Let's pull up my ENTIRE quote about which you are obsessing. About which you are being both deceptive & intentionally, dishonestly evasive.
To be precise:
NIST specifically says that the building did NOT fall at "near G" acceleration. NIST makes no statement regarding at what acceleration the building fell, because nobody could see the building, because it was behind an opaque external wall.
Plus, it didn't fall as a unit. It fell piecemeal.
NIST specifically says that the external north wall fell, for approximately 100' at "approximately g".
That is NIST's precise statement. You KNOW that this is NIST's precise statement.
And yet you chose to intentionally misstate it, implying that NIST attributed that acceleration to the building.

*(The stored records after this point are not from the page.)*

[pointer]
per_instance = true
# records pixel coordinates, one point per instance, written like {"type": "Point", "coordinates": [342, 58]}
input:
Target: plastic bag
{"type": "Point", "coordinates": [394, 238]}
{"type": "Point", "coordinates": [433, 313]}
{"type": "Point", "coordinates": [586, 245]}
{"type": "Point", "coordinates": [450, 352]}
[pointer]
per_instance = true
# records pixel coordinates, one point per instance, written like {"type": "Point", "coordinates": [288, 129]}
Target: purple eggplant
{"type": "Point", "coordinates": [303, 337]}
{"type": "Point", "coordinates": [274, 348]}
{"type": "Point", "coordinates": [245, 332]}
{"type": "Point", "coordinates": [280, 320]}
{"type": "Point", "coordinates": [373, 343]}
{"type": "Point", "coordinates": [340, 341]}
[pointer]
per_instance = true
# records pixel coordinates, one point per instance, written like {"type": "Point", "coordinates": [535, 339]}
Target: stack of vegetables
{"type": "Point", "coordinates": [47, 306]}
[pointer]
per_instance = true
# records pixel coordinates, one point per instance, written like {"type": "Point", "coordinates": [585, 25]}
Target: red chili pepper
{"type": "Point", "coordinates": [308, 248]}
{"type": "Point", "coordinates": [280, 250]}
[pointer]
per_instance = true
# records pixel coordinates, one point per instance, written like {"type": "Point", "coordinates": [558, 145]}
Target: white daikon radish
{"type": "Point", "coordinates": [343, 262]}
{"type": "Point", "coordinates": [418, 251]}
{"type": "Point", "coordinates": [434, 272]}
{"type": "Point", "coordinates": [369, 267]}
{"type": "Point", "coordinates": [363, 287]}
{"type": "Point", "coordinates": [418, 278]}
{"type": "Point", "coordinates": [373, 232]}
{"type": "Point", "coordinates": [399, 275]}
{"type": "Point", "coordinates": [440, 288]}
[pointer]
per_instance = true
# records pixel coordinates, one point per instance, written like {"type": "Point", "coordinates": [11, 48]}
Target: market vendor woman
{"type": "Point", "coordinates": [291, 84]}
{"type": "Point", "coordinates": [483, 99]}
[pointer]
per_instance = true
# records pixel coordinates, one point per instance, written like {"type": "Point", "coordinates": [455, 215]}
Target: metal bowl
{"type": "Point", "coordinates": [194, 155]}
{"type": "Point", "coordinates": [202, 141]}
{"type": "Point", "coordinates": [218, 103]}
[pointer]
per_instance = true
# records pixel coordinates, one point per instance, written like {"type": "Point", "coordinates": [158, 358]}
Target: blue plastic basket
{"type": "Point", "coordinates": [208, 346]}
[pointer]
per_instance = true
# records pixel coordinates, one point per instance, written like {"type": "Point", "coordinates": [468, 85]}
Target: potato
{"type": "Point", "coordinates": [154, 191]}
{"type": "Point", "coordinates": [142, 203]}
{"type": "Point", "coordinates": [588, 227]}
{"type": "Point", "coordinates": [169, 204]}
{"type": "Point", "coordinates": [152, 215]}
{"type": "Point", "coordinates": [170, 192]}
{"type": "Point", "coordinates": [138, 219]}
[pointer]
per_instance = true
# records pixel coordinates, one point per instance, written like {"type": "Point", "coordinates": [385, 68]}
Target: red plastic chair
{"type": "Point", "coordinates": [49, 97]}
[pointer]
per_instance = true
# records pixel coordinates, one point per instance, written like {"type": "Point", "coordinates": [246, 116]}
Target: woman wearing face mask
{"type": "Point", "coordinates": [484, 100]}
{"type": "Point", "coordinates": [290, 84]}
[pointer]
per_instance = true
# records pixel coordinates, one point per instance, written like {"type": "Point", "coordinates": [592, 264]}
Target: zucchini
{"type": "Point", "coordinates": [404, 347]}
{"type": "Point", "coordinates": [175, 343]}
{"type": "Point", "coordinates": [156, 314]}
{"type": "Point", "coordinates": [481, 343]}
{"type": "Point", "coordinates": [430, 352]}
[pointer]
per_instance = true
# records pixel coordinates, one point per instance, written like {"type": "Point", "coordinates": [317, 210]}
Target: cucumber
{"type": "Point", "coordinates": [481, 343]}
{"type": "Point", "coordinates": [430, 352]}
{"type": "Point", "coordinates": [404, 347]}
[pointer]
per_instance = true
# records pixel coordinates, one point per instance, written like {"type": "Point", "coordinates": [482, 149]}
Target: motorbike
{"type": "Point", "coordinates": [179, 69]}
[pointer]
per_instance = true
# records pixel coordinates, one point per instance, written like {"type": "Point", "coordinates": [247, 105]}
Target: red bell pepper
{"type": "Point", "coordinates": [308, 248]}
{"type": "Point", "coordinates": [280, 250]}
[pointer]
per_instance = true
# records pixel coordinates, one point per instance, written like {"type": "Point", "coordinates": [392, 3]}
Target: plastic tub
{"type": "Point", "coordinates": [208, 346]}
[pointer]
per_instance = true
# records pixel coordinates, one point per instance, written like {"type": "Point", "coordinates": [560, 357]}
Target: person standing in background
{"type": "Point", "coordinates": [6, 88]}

Does Jesus tell you to be intentionally deceptive? Or did he suggest that simple honesty has some intrinsic ethical value?
[All emphasis in original text]
It is blatantly obvious that my focus is the distinction between
the building and
the external north wall of the building.
Or are you too oblivious to discern this, even assisted with
bold text?
This is exactly the point that you
REFUSE to address. Because you know full well that, as soon as you acknowledge it, all of your energy "gotcha's" (even the LoL "Lagrangian" ones) go flying right out the window.
Because there is no "missing energy" if
the building took 10 to 19 seconds to fall. As it REALLY did.
Feel free to answer that "Jesus question" now...
___
So thanks, Derek. For a superb example of "the Twoofer Six-Step".
1. Quote mine.
2. Intentionally strip away context & substance. (In this case, the difference between the north wall & the whole building.)
3. Incompetently interpret quote mine. (in your case, your own private definition of the word "specifically".)
4. Repeat, and repeat, and repeat your turd of a "gotcha" like it was a jewel. (As you have done here.)
5. Evade, evade, evade. Adamantly refuse to address the substance of the original statement. (As you have done here.)
6. Stupidly proclaim your victory.
Twooferism in a nutshell ...
___
Now, to break this silly impasse, ANSWER THE FARKIN' QUESTION, Derek.
Did NIST specifically say that the insides of the building fell at the same time and at the same accelerations as the external north wall? Or does NIST specifically say that the insides started to fall approximately 13 seconds before the external north wall began to descend?
[Note that there are no quotation marks, Derek. At least 250 functioning brain cells are required. Let's see if you are up to the challenge.]